My daughters know that I wet the bed when I was young. A lot. I told them about how I would wake up, feel the soaked sheets, and be embarrassed and terrified about my parents finding out. Why would I bother telling them this? Because it was something that they were going through, and I wanted to let them know that I empathized with them… and that I would not be angry if they had an accident. I also wanted them to know that It Gets Better; here I am, 34, and I’m all done wetting the bed! They also know that I had issues with talking out of turn in school, that I started out as a terrible piano player, and that I once burned myself badly on a lighter. When they get older, they will hear about when and why I started to drink alcohol, my high school stint in a mental institution, and my horrible choices in boy and girl friends. I’ll even tell them about how I snuck out of my house at night, and about the time I egged a house in my neighborhood.

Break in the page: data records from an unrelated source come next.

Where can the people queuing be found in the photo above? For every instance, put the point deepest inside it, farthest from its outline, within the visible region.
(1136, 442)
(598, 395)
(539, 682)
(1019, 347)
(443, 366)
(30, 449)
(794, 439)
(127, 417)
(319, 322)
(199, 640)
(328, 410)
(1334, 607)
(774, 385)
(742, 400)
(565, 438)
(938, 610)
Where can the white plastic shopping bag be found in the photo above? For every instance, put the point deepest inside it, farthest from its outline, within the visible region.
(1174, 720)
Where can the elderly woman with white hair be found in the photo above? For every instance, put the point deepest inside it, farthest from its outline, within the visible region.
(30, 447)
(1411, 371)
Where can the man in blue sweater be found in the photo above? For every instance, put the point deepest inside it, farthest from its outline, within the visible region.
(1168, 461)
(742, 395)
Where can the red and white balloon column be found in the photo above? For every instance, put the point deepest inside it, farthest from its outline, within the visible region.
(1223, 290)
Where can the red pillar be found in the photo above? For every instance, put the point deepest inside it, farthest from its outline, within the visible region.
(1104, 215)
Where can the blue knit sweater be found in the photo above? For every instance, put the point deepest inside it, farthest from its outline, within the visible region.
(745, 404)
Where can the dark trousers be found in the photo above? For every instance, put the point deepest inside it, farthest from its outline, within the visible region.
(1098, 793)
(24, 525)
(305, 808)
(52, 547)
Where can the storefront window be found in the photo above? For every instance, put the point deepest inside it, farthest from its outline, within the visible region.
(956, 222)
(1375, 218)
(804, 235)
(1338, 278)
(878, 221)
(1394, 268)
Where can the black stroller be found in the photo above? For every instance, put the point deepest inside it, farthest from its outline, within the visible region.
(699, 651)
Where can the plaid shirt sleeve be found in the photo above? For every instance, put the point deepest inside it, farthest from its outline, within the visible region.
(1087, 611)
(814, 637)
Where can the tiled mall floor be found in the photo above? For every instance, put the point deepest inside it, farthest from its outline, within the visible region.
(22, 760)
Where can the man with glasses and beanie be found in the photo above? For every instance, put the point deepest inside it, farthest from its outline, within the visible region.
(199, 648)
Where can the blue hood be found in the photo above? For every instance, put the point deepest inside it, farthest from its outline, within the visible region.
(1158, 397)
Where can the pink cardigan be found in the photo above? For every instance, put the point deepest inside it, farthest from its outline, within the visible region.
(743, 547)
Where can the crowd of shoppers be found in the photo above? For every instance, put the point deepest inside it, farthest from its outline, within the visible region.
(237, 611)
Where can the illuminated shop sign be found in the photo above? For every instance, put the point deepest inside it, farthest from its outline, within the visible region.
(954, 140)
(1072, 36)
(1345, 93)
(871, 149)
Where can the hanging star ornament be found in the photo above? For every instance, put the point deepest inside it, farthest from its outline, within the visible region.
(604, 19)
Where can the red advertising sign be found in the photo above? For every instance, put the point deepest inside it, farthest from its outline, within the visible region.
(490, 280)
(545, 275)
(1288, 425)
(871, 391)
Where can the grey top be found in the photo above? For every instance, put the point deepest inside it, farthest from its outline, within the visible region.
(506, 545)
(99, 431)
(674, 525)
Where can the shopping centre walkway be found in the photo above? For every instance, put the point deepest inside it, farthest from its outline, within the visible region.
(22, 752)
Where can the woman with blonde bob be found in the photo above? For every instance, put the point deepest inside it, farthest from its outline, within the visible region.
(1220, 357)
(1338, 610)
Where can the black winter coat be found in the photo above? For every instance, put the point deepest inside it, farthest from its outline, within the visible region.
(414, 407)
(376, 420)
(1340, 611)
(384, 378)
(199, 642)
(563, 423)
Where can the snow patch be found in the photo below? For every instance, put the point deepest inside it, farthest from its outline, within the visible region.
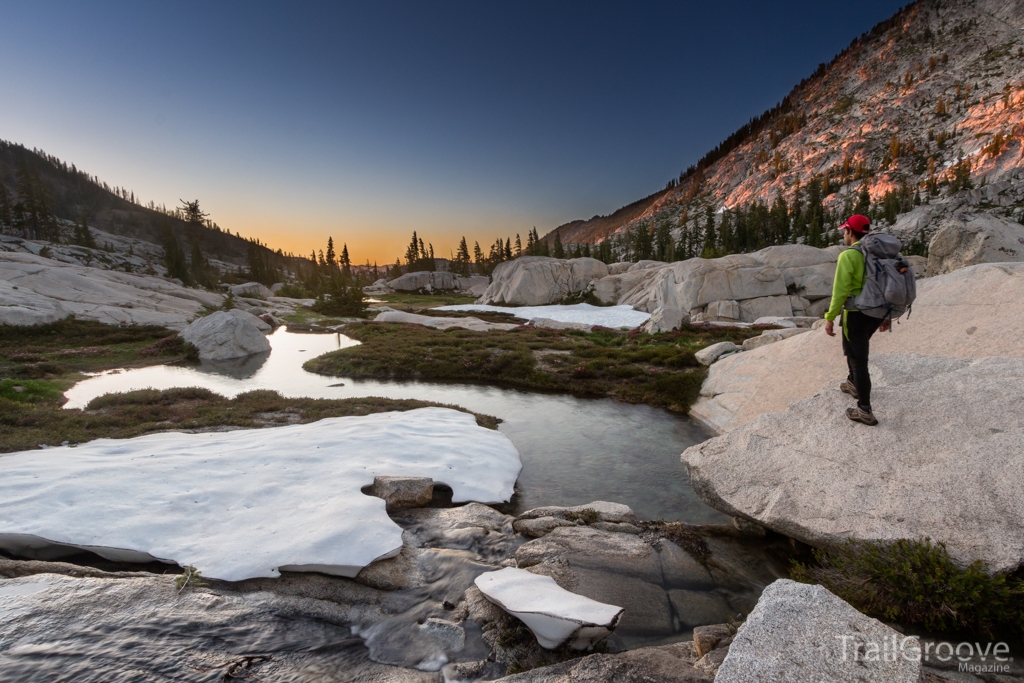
(607, 316)
(248, 503)
(553, 613)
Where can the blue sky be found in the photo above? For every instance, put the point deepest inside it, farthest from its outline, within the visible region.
(296, 121)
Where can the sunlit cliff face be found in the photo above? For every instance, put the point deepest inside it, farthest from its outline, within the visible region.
(941, 85)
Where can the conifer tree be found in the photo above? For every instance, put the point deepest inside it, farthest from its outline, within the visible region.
(6, 214)
(174, 257)
(330, 256)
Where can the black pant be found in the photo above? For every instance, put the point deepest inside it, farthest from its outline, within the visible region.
(856, 339)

It seems counter-intuitive to share these exploits with one’s impressionable children, but there are a few good reasons for doing it: 1) Young people are going to do dumb shit. You cannot stop them. If they don’t think up the dumb shit to do, their peers will, and your kids might be sucked into it. With any luck, a tiny corner of their brain will recall the stories about you doing similar dumb shit as a kid, and they will be less likely to engage in some of the more outright dangerous activities, because they will remember how your life was influenced by your poor past decisions. In other words, they might just learn from your mistakes. 2) Your children will be much more likely to come to you after they’ve done something stupid, or, even better, *before* they’ve done it. They will feel like they can trust you more, because you shared a bit of your goofy past with them, and, let’s face it, owning up to a dumb move is better than lying about it or covering it up. 3) Remembering the dumb shit you did as a kid will help you cope with your own child’s horrible decisions without murdering them. It’s true… ask your therapist. And a little empathy never hurt anyone. 4) You will have a better relationship with your kid. The goal here is not to be best buddies, or partners in crime. You still want them to do their best, and when they don’t, they’re still going to get the Nintendo taken away; but at the core of your beings, you will understand each other a lot better than the parent and child who don’t share their lives with one another.
Let your children know about your own shortcomings. If they know that you have an irrational fear of water in the frozen state, they will be less pissed at you for not taking them ice skating. If they know that you suffer from depression, they will be more likely to understand why there are days when you can’t do the extra stuff that the family likes to do. And, of course, if they know that you are not a perfect person, they will be more forgiving of themselves when they turn out to also not be perfect. Knowing that you have strengths and weaknesses will prepare them for finding their own. Even better, showing them how you work on your weaknesses will make you a really great role model. That’s why I still sometimes try to cook.
You might be afraid to air your laundry with your kids. ”But they’re going to think I’m a failure! I might fall off my pedestal! They think I’m great, and I don’t want to change that!” Believe me; your young children are going to think you hung the moon, no matter what… and your teens are still going to think you suck, no matter what. So go ahead; share your human side with young people. Laugh with them about that accidental slipped fart; it’s totally cool.
And now, if you’ll excuse me, I really need to find out how many toes the average armadillo has on its back feet.